Era vero. Hakon il malvagio era morto, il suo corpo orribilmente macerato dall'operato di forze arcane provenienti dalla voce e dai gesti dello stregone che nostro malgrado ci aveva seguito. Stando al racconto di Eric egli aveva pronunciato parole arcane, aggravando a dismisura le già compromesse condizioni di salute del barbaro e provocandone la morte in preda a spasmi di dolore.

Lothar: lo stesso individuo che, pochi giorni prima, aveva salvato dalle fiamme gli occupanti di una casa che non ero riuscita a mettere in salvo. Colui che di lì a poco sarebbe diventato il maestro di Guelfo, colpito dall'efficacia del suo tremendo potere in misura di certo maggiore che non dai miei patetici tentativi di difendere quel sacro suolo. Fino a quel momento, malgrado fossi cosciente dei miei limiti con la spada, ero convinta di poter dare se non altro un segnale, un esempio della forza degli ideali professati dalla mia fede: ma era davvero cosi'?

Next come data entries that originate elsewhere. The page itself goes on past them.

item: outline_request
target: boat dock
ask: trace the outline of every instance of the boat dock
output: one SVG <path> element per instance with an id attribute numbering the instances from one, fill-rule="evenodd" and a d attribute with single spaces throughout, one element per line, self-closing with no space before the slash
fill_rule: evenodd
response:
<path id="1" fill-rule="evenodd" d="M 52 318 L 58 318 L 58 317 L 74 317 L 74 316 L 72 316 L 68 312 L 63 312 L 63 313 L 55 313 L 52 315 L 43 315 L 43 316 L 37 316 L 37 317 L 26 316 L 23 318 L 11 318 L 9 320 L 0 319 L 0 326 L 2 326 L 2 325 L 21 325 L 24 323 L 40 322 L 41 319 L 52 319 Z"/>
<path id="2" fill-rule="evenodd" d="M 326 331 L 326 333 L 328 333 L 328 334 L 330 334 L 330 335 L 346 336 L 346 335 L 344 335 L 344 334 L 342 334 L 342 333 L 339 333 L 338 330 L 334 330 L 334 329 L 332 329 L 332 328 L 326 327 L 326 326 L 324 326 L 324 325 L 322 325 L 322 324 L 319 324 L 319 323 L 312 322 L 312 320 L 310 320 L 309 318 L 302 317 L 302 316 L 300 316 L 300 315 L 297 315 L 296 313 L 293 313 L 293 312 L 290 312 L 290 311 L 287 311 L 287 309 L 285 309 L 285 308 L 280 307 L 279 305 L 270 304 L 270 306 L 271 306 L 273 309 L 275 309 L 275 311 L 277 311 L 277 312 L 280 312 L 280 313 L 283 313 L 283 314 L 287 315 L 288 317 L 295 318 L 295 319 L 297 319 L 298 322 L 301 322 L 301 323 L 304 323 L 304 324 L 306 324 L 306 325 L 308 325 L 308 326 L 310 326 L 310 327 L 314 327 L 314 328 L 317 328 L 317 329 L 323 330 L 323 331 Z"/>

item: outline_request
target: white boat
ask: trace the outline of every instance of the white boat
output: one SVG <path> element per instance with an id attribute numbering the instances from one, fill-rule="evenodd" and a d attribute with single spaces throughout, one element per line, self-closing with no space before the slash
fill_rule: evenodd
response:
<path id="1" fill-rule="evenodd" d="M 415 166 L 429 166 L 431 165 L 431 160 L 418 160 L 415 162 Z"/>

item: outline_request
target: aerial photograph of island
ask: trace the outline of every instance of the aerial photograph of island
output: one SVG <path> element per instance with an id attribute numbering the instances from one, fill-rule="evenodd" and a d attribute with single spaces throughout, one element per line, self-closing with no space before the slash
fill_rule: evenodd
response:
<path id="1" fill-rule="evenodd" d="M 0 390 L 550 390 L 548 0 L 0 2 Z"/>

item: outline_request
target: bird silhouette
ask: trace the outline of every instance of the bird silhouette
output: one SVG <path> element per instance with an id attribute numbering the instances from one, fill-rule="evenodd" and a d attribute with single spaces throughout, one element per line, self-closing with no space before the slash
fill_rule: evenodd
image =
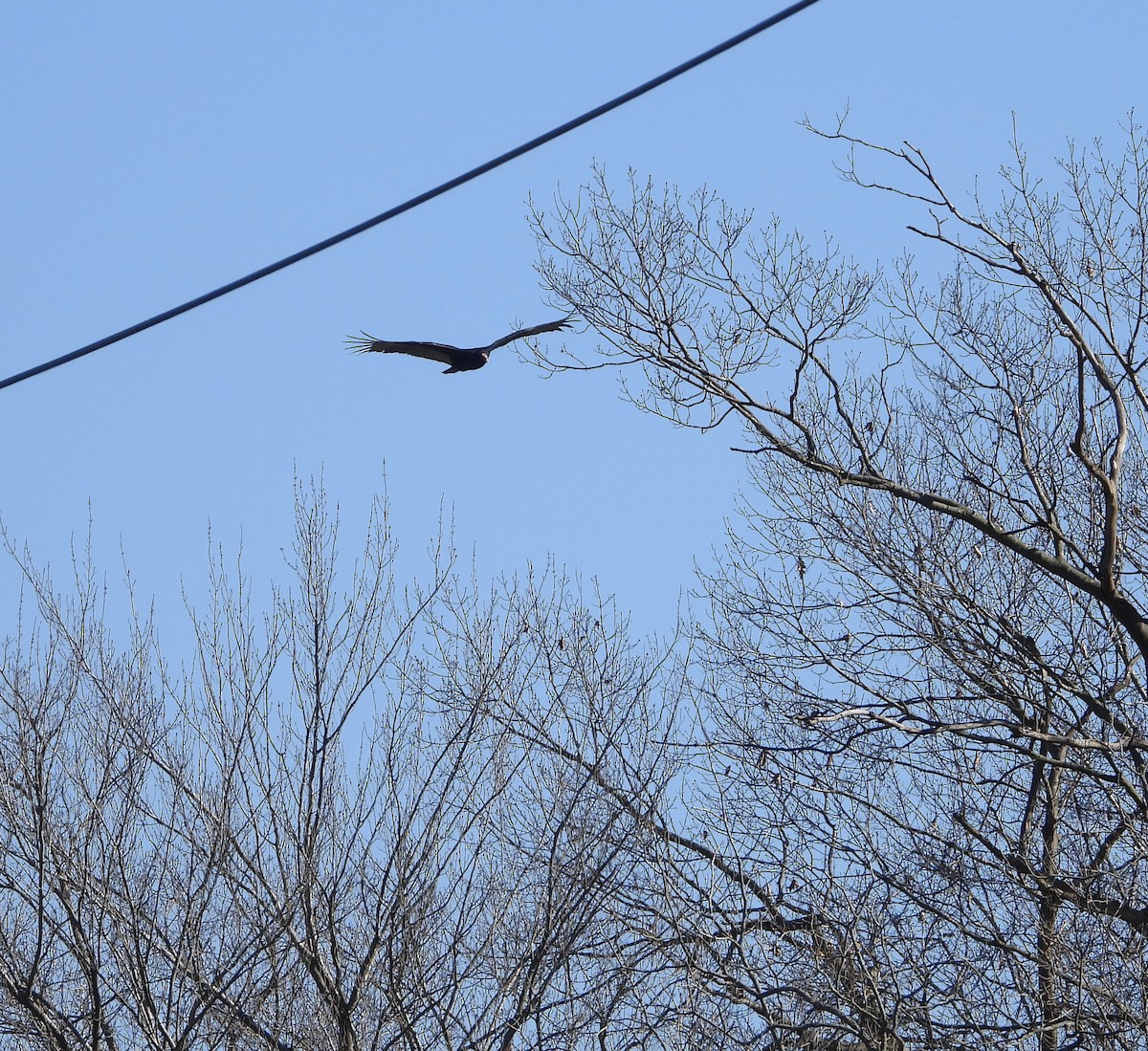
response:
<path id="1" fill-rule="evenodd" d="M 349 336 L 347 344 L 357 353 L 385 353 L 385 355 L 413 355 L 416 358 L 427 358 L 430 361 L 442 361 L 449 366 L 443 369 L 443 375 L 451 372 L 473 372 L 481 368 L 490 360 L 491 351 L 515 340 L 525 340 L 527 336 L 538 336 L 544 332 L 558 332 L 569 328 L 571 319 L 563 318 L 559 321 L 546 321 L 545 325 L 535 325 L 530 328 L 518 328 L 510 335 L 495 340 L 486 347 L 451 347 L 448 343 L 424 343 L 418 340 L 377 340 L 365 332 L 357 336 Z"/>

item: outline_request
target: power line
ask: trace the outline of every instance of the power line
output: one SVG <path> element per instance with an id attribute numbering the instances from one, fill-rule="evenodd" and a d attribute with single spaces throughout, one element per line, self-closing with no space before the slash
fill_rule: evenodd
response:
<path id="1" fill-rule="evenodd" d="M 751 37 L 755 37 L 758 33 L 762 33 L 767 29 L 771 29 L 779 22 L 784 22 L 791 15 L 796 15 L 798 11 L 805 10 L 807 7 L 813 7 L 816 2 L 817 0 L 800 0 L 798 3 L 791 3 L 784 10 L 777 11 L 775 15 L 770 15 L 768 18 L 757 23 L 755 25 L 751 25 L 747 30 L 743 30 L 736 37 L 730 37 L 716 47 L 712 47 L 709 50 L 703 52 L 700 55 L 695 55 L 695 57 L 683 62 L 681 65 L 675 65 L 672 70 L 667 70 L 666 72 L 654 77 L 652 80 L 646 80 L 645 84 L 630 88 L 630 91 L 619 95 L 616 99 L 611 99 L 608 102 L 604 102 L 602 106 L 588 110 L 580 117 L 575 117 L 573 120 L 567 120 L 565 124 L 560 124 L 558 127 L 553 127 L 544 134 L 530 139 L 528 142 L 523 142 L 521 146 L 515 146 L 514 149 L 499 154 L 497 157 L 487 161 L 484 164 L 480 164 L 478 168 L 472 168 L 470 171 L 464 172 L 460 176 L 456 176 L 453 179 L 434 187 L 434 189 L 428 189 L 419 194 L 417 197 L 411 197 L 409 201 L 404 201 L 402 204 L 397 204 L 395 208 L 388 209 L 371 219 L 365 219 L 356 226 L 351 226 L 349 229 L 342 231 L 342 233 L 326 238 L 325 240 L 312 244 L 310 248 L 304 248 L 293 255 L 285 256 L 277 263 L 271 263 L 259 270 L 251 271 L 251 273 L 246 277 L 238 278 L 234 281 L 228 281 L 226 285 L 220 285 L 218 288 L 204 293 L 202 296 L 196 296 L 194 299 L 180 303 L 179 306 L 172 306 L 170 310 L 165 310 L 163 313 L 148 318 L 146 321 L 139 321 L 129 328 L 121 329 L 110 336 L 104 336 L 102 340 L 96 340 L 94 343 L 88 343 L 86 347 L 80 347 L 78 350 L 73 350 L 70 353 L 63 355 L 59 358 L 53 358 L 51 361 L 45 361 L 32 368 L 26 368 L 24 372 L 8 376 L 6 380 L 0 380 L 0 390 L 3 390 L 6 387 L 13 387 L 24 380 L 30 380 L 32 376 L 38 376 L 41 372 L 48 372 L 60 365 L 67 365 L 69 361 L 75 361 L 77 358 L 83 358 L 85 355 L 103 350 L 104 347 L 110 347 L 113 343 L 118 343 L 121 340 L 126 340 L 129 336 L 134 336 L 137 333 L 144 332 L 145 329 L 154 328 L 156 325 L 170 321 L 172 318 L 178 318 L 180 314 L 185 314 L 189 310 L 195 310 L 196 306 L 203 306 L 212 299 L 218 299 L 222 296 L 226 296 L 228 293 L 238 291 L 240 288 L 253 285 L 262 278 L 267 278 L 271 274 L 278 273 L 280 270 L 286 270 L 288 266 L 302 263 L 303 259 L 309 259 L 311 256 L 316 256 L 320 251 L 334 248 L 336 244 L 341 244 L 343 241 L 348 241 L 357 234 L 379 226 L 388 219 L 394 219 L 396 216 L 403 215 L 403 212 L 418 208 L 427 201 L 433 201 L 435 197 L 440 197 L 444 193 L 448 193 L 458 186 L 463 186 L 472 179 L 476 179 L 479 176 L 484 176 L 488 171 L 502 168 L 502 165 L 521 157 L 523 154 L 530 153 L 530 150 L 537 149 L 540 146 L 545 146 L 545 143 L 565 135 L 567 132 L 574 131 L 576 127 L 581 127 L 583 124 L 589 124 L 591 120 L 608 114 L 611 110 L 618 109 L 620 106 L 625 106 L 627 102 L 634 101 L 638 96 L 644 95 L 646 92 L 651 92 L 656 87 L 660 87 L 662 84 L 673 80 L 675 77 L 680 77 L 682 73 L 689 72 L 691 69 L 701 65 L 704 62 L 715 59 L 718 55 L 730 50 L 730 48 L 737 47 L 739 44 L 744 44 Z"/>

Non raccontai a Jen i dettagli di quello scontro, così come le tenni nascosto il mio giuramento e l'impegno di servire gli obiettivi della Rosa. Ma non riuscii a tenerle nascosti i dubbi che mi attanagliavano da quando Malaki aveva appoggiato la punta della sua spada sul mio cuore, provocando in me una ferita non meno grave di quanto avrebbe prodotto un affondo portato a piena forza.

"Andiamo, cos'è quella faccia? Sei ancora giovane, hai tutta la vita davanti!", si limitò a dirmi inizialmente, mentre addentava una mela durante una delle nostre pause. Ero talmente immersa nei miei pensieri che mi dimenticai di risponderle... grosso errore. Un torsolo di mela mi colpì sul capo, producendo un rumore simile a una bottiglia di vetro sigillata quando la si apre per la prima volta.

STOC!

La guardai perplessa, non sapendo cosa fare. Perche' lo aveva fatto?

"Visto? Suona a vuoto! Quindi è inutile che fai finta di pensare", disse alzandosi e venendo verso di me, "tanto non ci crede nessuno. La verità è soltanto una, e la sai benissimo. Non sei tagliata per questa vita: vivere all'aperto, cibarsi di bacche, cacciare, pescare, arrangiarsi, tirare di spada contro qualcosa di diverso da un manichino o un istruttore che ti faccia vincere apposta... Questa è la verità. Questo è il mio mondo, ma non il tuo: per te il posto è soltanto uno, l'altare, e dovresti ringraziare il cielo di poter scegliere se stare in piedi dietro di esso o davanti e in ginocchio".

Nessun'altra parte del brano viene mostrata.